Mis preocupaciones no me dan tregua, llevo todo el día con ese sonsonete que, de forma recurrente, me martillea el coco. No me deja tranquilo ni un minuto, ¡qué cansino!

Muy bien, me paro, respiro y me enfrento a esa circunstancia (potencialmente terrible) que todavía no se ha concretado, y que ya me está amargando la existencia. La miro de frente y me sitúo en la peor posibilidad. Me imagino que mis peores temores se hacen realidad.
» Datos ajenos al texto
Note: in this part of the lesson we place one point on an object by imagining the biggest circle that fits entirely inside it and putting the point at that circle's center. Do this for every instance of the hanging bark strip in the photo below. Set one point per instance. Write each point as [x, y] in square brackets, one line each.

Vale, me quedo ahí (seguro que escuece, pero aguanto).

Ahora visualizo mi nueva vida (después de que ese horror se haya concretado). ¿Podría encontrar cosas interesantes que hacer, a pesar de aquel apocalipsis? ¿Podría ser razonablemente feliz aunque ella no me quiera, aunque me hayan largado del curro, aunque mis ahorros se hayan ido al garete? ¿Podría seguir aprendiendo, apasionándome, creciendo, amando?

Y esa gran preocupación se convierte en mi gran maestra. Ahora tengo la oportunidad de hacerme fuerte, de encarar la vida como un juego, de no temer al futuro. Me siento único y valioso, porque mi existencia es única y valiosa. Me siento capaz de todo porque, pase lo que pase, tengo algo que nadie nunca me podrá quitar: mi capacidad de amar.